When he came around he sat up with a start, but right away he lay down again. He lay that way for a while. Then Jesso didn’t want to wait any longer.
“Hey, you.” He prodded the man’s foot. “Understand English?”
The man got up and raked his long hair back over his head.
“Come on out.”
He did understand English, because he crawled out of the ambulance. He had also seen a lot of American movies, because he raised his hands over his head and waited to be shot in the belly.
“Put your hands down. Your underwear don’t scare me.”

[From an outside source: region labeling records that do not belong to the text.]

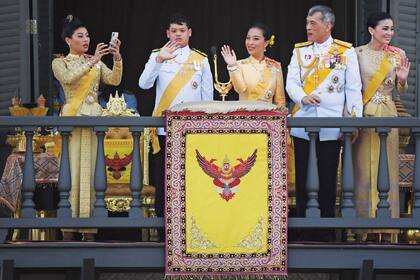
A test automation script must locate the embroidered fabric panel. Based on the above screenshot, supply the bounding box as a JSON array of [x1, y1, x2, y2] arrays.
[[165, 111, 287, 276]]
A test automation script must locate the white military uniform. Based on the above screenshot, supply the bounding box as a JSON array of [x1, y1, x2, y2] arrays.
[[286, 36, 363, 141], [139, 46, 213, 135]]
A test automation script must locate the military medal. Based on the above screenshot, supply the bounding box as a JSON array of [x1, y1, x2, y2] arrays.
[[193, 60, 200, 71], [191, 81, 198, 89], [264, 90, 273, 99]]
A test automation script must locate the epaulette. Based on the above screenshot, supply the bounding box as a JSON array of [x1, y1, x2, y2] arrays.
[[265, 57, 281, 67], [295, 41, 314, 48], [192, 48, 207, 57], [334, 39, 353, 49]]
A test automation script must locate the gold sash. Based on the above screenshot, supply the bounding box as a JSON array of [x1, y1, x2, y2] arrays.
[[363, 53, 392, 105], [292, 44, 347, 115], [150, 51, 203, 154], [249, 64, 274, 99], [63, 67, 97, 116]]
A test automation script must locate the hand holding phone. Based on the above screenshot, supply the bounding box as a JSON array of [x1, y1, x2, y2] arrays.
[[109, 32, 118, 46]]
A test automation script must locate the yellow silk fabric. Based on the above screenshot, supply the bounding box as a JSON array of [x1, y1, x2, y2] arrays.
[[185, 134, 268, 254], [65, 67, 97, 116], [249, 63, 273, 100], [292, 45, 347, 115], [363, 53, 392, 105], [150, 51, 203, 154]]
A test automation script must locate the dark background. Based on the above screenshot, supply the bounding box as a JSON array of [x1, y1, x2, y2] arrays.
[[54, 0, 355, 115]]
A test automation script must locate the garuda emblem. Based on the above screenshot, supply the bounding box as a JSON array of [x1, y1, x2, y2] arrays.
[[195, 149, 257, 201], [105, 152, 132, 180]]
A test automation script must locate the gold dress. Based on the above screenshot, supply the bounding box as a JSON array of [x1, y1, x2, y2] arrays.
[[52, 54, 122, 233], [353, 45, 407, 223], [229, 56, 286, 106]]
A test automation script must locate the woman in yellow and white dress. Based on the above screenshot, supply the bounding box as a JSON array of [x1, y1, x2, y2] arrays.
[[52, 15, 122, 240], [353, 12, 410, 241], [221, 23, 285, 106]]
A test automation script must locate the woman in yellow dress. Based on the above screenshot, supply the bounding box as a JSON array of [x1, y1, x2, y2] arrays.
[[221, 23, 285, 106], [353, 12, 410, 241], [52, 15, 122, 240]]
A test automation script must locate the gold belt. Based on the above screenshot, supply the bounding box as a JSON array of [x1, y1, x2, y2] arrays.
[[371, 93, 392, 104]]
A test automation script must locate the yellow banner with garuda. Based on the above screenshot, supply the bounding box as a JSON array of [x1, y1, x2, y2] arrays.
[[165, 102, 287, 279]]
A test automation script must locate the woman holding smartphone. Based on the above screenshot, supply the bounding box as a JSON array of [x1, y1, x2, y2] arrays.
[[52, 15, 122, 241]]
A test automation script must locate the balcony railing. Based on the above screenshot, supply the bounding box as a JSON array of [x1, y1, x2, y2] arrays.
[[0, 117, 420, 279]]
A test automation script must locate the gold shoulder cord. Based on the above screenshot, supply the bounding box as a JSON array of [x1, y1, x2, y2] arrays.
[[296, 48, 319, 82]]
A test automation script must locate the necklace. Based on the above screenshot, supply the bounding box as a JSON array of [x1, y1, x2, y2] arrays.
[[249, 58, 267, 83]]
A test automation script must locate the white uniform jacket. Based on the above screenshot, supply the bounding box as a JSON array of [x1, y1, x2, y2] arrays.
[[139, 46, 213, 135], [286, 36, 363, 141]]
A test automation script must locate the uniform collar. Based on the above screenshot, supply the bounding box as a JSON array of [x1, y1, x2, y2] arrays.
[[174, 45, 190, 56], [67, 53, 85, 58], [314, 35, 334, 49]]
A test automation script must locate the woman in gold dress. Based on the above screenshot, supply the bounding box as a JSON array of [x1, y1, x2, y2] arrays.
[[221, 23, 285, 106], [353, 12, 410, 241], [52, 15, 122, 240]]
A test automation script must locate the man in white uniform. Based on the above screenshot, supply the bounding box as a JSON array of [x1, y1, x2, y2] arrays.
[[286, 6, 363, 238], [139, 14, 213, 241]]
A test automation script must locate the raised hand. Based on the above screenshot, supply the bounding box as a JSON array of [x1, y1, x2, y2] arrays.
[[89, 43, 109, 66], [395, 57, 411, 84], [109, 38, 121, 60], [221, 45, 237, 67], [156, 41, 179, 63]]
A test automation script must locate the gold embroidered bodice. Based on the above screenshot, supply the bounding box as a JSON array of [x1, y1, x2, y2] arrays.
[[356, 45, 407, 116], [52, 54, 122, 116], [229, 56, 285, 106]]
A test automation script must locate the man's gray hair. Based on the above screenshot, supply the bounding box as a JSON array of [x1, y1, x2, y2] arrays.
[[308, 5, 335, 26]]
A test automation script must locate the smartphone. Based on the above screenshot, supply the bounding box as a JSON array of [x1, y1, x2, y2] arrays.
[[109, 32, 118, 45]]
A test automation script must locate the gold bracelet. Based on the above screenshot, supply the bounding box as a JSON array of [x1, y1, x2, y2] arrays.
[[398, 80, 407, 87], [226, 65, 238, 72]]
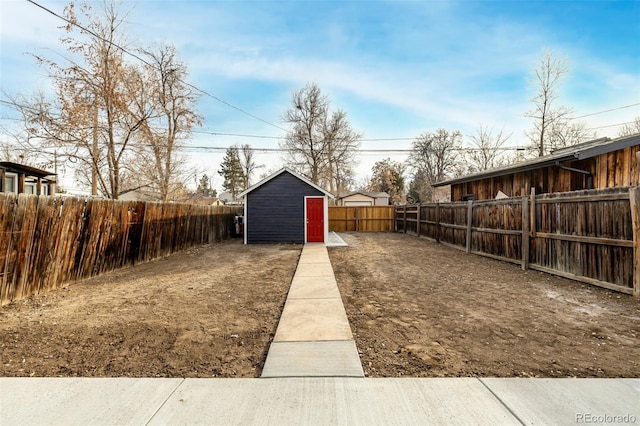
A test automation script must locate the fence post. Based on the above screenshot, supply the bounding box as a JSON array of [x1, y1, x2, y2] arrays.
[[402, 204, 407, 234], [529, 187, 536, 238], [522, 195, 529, 271], [436, 201, 440, 243], [629, 186, 640, 297], [467, 200, 473, 253]]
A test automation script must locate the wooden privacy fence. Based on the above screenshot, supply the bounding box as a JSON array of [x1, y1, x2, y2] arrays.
[[396, 187, 640, 297], [0, 193, 237, 305], [329, 206, 394, 232]]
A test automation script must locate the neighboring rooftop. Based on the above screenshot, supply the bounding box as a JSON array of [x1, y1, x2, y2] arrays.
[[433, 133, 640, 187]]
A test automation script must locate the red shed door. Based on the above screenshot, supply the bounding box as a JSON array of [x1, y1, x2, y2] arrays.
[[306, 198, 324, 243]]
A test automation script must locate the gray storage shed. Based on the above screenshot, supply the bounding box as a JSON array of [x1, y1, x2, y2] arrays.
[[239, 167, 333, 244]]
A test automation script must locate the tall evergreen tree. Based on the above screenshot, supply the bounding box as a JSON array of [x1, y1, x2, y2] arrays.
[[218, 146, 245, 200]]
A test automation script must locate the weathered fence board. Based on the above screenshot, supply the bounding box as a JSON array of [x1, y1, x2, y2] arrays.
[[0, 193, 239, 305], [396, 187, 640, 296], [329, 206, 394, 232]]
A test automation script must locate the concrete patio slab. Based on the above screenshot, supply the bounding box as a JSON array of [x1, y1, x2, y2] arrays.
[[287, 276, 340, 299], [149, 378, 520, 425], [273, 298, 357, 342], [0, 377, 184, 426], [480, 378, 640, 425], [261, 340, 364, 378]]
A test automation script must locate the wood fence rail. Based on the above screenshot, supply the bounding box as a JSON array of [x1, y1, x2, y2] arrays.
[[329, 206, 394, 232], [0, 193, 238, 306], [395, 187, 640, 297]]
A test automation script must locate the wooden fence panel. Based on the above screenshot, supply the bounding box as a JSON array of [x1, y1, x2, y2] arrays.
[[329, 206, 394, 232], [0, 193, 239, 305], [396, 188, 640, 295]]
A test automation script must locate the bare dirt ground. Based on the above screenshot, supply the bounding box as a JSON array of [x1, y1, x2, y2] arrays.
[[0, 233, 640, 377], [0, 241, 302, 377], [329, 233, 640, 377]]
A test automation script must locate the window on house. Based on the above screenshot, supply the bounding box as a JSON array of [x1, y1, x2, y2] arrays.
[[24, 182, 37, 194], [4, 173, 18, 192]]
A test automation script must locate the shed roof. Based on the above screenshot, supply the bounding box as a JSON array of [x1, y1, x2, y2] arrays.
[[0, 161, 56, 178], [432, 133, 640, 186], [238, 167, 333, 198]]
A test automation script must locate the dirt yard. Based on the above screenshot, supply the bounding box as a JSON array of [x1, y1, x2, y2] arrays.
[[329, 234, 640, 377], [0, 241, 302, 377], [0, 233, 640, 377]]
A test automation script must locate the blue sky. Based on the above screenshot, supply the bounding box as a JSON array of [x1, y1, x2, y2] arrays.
[[0, 0, 640, 193]]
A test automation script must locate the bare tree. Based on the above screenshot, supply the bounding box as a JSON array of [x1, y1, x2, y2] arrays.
[[6, 1, 149, 198], [525, 49, 572, 156], [239, 144, 264, 189], [409, 129, 462, 184], [324, 110, 362, 194], [281, 83, 361, 193], [466, 125, 511, 173], [367, 158, 405, 204], [134, 45, 202, 202], [618, 116, 640, 137]]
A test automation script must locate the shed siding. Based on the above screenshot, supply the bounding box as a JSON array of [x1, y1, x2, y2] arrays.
[[246, 171, 324, 244]]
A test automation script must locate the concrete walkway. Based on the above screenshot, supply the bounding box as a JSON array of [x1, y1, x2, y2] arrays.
[[0, 377, 640, 426], [262, 243, 364, 377]]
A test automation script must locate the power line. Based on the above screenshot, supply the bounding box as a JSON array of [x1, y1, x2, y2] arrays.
[[569, 102, 640, 120], [27, 0, 287, 132]]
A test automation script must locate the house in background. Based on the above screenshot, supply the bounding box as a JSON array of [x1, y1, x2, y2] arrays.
[[0, 161, 57, 195], [336, 191, 389, 207], [238, 168, 333, 244], [433, 134, 640, 202]]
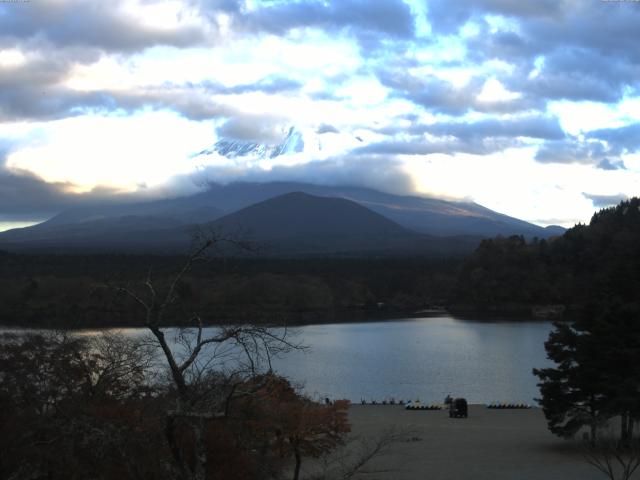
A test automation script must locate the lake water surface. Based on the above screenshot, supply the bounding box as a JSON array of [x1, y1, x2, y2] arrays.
[[5, 315, 552, 403], [268, 316, 552, 403]]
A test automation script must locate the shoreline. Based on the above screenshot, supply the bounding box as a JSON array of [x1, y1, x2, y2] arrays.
[[328, 404, 602, 480]]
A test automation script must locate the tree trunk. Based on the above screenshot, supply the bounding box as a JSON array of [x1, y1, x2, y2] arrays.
[[293, 447, 302, 480], [192, 419, 207, 480], [620, 411, 629, 445], [164, 415, 187, 478], [589, 418, 598, 446]]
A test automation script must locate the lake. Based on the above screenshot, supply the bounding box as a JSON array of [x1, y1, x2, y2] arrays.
[[1, 315, 552, 403]]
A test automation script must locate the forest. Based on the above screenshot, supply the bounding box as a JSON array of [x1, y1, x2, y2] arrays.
[[0, 198, 640, 328]]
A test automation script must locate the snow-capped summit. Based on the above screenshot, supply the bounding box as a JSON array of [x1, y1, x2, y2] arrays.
[[200, 127, 305, 159]]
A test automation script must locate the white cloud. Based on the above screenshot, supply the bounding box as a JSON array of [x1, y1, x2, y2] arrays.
[[7, 112, 213, 193]]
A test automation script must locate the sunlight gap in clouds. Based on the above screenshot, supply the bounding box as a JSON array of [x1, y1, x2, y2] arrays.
[[7, 112, 212, 193], [0, 0, 640, 225]]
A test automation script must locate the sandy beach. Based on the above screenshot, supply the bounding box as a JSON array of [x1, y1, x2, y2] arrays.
[[328, 405, 612, 480]]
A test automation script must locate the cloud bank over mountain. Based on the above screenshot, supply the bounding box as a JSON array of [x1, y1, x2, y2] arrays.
[[0, 0, 640, 224]]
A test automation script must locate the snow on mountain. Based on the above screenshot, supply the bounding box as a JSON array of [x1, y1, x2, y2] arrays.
[[199, 127, 305, 160]]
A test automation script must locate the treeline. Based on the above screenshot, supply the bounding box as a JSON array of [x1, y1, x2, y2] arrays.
[[0, 253, 459, 328], [451, 198, 640, 316], [0, 332, 350, 480]]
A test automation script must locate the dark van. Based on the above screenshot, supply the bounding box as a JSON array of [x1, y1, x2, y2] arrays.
[[449, 398, 467, 418]]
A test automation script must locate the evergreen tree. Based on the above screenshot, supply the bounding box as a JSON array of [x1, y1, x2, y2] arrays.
[[534, 302, 640, 442]]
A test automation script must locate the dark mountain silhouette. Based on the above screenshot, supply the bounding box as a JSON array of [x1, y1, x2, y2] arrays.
[[0, 182, 563, 253], [211, 192, 479, 255], [456, 198, 640, 314], [0, 192, 480, 256]]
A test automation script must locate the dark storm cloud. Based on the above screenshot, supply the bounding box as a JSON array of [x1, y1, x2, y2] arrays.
[[582, 193, 629, 208], [0, 0, 205, 52]]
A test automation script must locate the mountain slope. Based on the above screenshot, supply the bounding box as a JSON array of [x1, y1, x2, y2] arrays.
[[210, 192, 478, 255], [0, 182, 563, 252]]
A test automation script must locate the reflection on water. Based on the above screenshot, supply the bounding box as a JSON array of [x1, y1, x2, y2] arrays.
[[268, 317, 551, 403], [0, 316, 551, 403]]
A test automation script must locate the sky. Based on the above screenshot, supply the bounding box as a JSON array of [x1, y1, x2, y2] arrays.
[[0, 0, 640, 230]]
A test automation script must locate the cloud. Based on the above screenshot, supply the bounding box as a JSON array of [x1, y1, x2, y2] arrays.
[[596, 158, 627, 170], [0, 0, 206, 52], [535, 124, 640, 170], [316, 123, 340, 135], [427, 0, 569, 34], [420, 115, 565, 140], [582, 193, 629, 208], [182, 154, 415, 199], [356, 115, 566, 155], [220, 0, 415, 39], [586, 123, 640, 153]]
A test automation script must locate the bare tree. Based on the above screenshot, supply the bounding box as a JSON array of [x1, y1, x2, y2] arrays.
[[115, 234, 301, 480]]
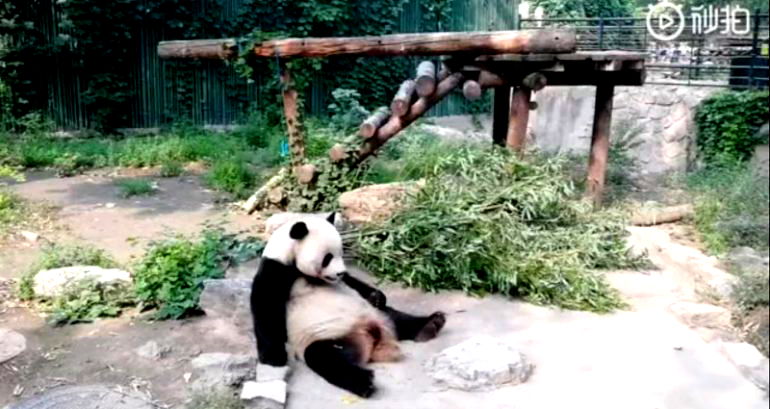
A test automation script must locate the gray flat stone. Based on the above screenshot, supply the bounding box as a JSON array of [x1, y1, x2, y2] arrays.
[[0, 328, 27, 363], [8, 385, 153, 409]]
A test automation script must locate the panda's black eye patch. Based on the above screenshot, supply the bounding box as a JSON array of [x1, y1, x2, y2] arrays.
[[321, 253, 334, 268]]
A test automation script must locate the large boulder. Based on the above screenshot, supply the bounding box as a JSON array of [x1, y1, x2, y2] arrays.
[[199, 278, 251, 332], [339, 181, 424, 225], [424, 336, 534, 391], [32, 266, 131, 298]]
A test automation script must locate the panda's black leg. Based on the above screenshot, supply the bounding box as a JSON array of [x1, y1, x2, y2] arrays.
[[383, 307, 446, 342], [342, 273, 388, 310], [305, 340, 376, 398]]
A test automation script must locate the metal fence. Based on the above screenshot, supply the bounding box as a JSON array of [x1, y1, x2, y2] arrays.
[[520, 12, 770, 89]]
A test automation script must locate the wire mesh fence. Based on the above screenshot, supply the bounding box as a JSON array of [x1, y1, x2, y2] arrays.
[[520, 12, 770, 89]]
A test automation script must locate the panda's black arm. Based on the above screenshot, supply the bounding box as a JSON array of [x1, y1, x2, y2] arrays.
[[342, 273, 388, 309], [251, 258, 297, 366]]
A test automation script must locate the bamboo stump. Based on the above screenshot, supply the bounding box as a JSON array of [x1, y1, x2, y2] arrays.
[[587, 85, 615, 206], [492, 85, 511, 146], [506, 86, 532, 152]]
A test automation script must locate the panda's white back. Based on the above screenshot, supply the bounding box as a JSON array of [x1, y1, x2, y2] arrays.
[[286, 278, 395, 359]]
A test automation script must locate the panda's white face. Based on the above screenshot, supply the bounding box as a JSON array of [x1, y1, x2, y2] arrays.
[[262, 215, 346, 282]]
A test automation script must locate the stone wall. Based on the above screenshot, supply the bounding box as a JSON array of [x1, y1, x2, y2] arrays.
[[528, 85, 719, 176]]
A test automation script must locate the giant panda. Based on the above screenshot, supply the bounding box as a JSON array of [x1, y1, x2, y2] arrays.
[[251, 214, 446, 397]]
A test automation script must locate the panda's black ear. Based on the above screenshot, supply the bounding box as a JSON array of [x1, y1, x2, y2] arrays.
[[289, 222, 309, 240]]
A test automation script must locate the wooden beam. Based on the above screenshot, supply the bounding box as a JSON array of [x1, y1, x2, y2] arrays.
[[280, 62, 305, 173], [587, 85, 615, 206], [158, 38, 238, 60], [358, 107, 390, 139], [158, 29, 577, 58], [492, 83, 511, 146], [355, 72, 463, 164], [390, 80, 417, 116], [415, 61, 436, 97], [506, 86, 532, 152]]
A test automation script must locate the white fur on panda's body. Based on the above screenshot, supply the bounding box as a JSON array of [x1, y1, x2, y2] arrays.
[[263, 216, 401, 363], [286, 278, 398, 363]]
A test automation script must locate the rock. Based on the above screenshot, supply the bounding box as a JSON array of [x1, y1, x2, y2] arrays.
[[191, 352, 256, 391], [727, 247, 770, 273], [669, 301, 732, 329], [199, 278, 252, 331], [19, 231, 40, 243], [136, 341, 171, 361], [339, 181, 424, 225], [257, 363, 290, 382], [424, 336, 534, 391], [0, 328, 27, 363], [8, 385, 155, 409], [720, 342, 770, 391], [241, 380, 286, 409], [33, 266, 131, 298]]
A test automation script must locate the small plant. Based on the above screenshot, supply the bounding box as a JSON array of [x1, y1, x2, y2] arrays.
[[43, 280, 135, 325], [186, 390, 243, 409], [206, 159, 257, 199], [160, 160, 184, 178], [18, 244, 117, 300], [134, 230, 262, 319], [115, 179, 155, 199], [695, 91, 768, 165]]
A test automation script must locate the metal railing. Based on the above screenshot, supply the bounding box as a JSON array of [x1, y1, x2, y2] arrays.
[[519, 12, 770, 89]]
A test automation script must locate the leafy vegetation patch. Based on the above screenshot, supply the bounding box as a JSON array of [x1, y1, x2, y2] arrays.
[[134, 230, 262, 319], [115, 179, 155, 199], [688, 163, 770, 254], [18, 244, 117, 300], [352, 147, 644, 312]]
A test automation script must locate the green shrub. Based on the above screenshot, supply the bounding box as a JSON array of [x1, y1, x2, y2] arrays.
[[115, 179, 155, 199], [695, 91, 769, 164], [43, 280, 135, 325], [134, 230, 262, 319], [206, 158, 257, 199], [688, 163, 770, 254], [352, 147, 643, 312], [18, 244, 117, 300]]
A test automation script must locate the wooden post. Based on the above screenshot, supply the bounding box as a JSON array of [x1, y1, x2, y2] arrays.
[[492, 85, 511, 146], [280, 62, 305, 173], [587, 85, 615, 206], [505, 86, 532, 152]]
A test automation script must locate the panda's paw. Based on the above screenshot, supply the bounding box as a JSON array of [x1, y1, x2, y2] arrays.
[[367, 290, 388, 310], [346, 368, 377, 398], [414, 311, 446, 342]]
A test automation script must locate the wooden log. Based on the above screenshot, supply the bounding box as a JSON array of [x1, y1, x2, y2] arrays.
[[390, 80, 417, 116], [492, 85, 511, 146], [631, 204, 694, 226], [587, 85, 615, 206], [294, 164, 318, 185], [249, 29, 577, 57], [158, 29, 577, 58], [358, 107, 390, 139], [329, 143, 349, 163], [355, 73, 463, 164], [415, 61, 436, 97], [506, 87, 532, 152], [158, 38, 238, 60], [521, 72, 547, 91], [463, 80, 482, 101], [281, 63, 305, 171]]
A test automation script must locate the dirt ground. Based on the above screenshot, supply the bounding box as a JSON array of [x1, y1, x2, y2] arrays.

The man lowered his hands and plucked at his shorts.
“What’s your name?”
“Fritz.”
“I should have known. And the thinker over there? What’s his name?”
“Hans.”
“Of course, what else? Now tell Hans to sit over there by the tree.”
Fritz told Hans and then they waited for Jesso’s next word.
There was a long, webbed strap on the bed in the ambulance. Jesso took it off, threw it at Fritz, and told him to tie up Hans. After that was done he waved for Fritz to come back.
“Now I want some answers. Where is Kator?”
“Ich versteche nicht”
“Where’s Kator?”
“I understand not.”
“Look Fritz, you’re getting me mad.” He was going to say more when Fritz kicked up his foot and a spray of sand hit Jesso in the face. Fritz didn’t follow it up because Jesso was still holding the gun, but there was no shot. Jesso couldn’t see well enough to put his shot where he wanted. For a man in his underwear, Fritz certainly had guts. He rushed to the side of the ambulance, and while Jesso blinked blindly the shovel came into view and slammed down at Jesso. It missed the head but glanced across Jesso’s hand so that the gun flew down. Fritz stooped to reach for it, which was fine with Jesso. The sand trick could work both ways, and the cloud hit Fritz straight in the face. But Fritz fired just the same. With his eyes burning blind he shot way off the mark, so that nothing happened except that Jesso got mad. A flying tackle took him under the firing line into Fritz’s middle. One hand tore at the gun and then the two men rolled on the ground. There was one more shot, which tore through Fritz’s own foot, and then Jesso let fly. Fritz was never going to look the same. He was screaming and burbling now, and when Jesso jumped up he was out of breath.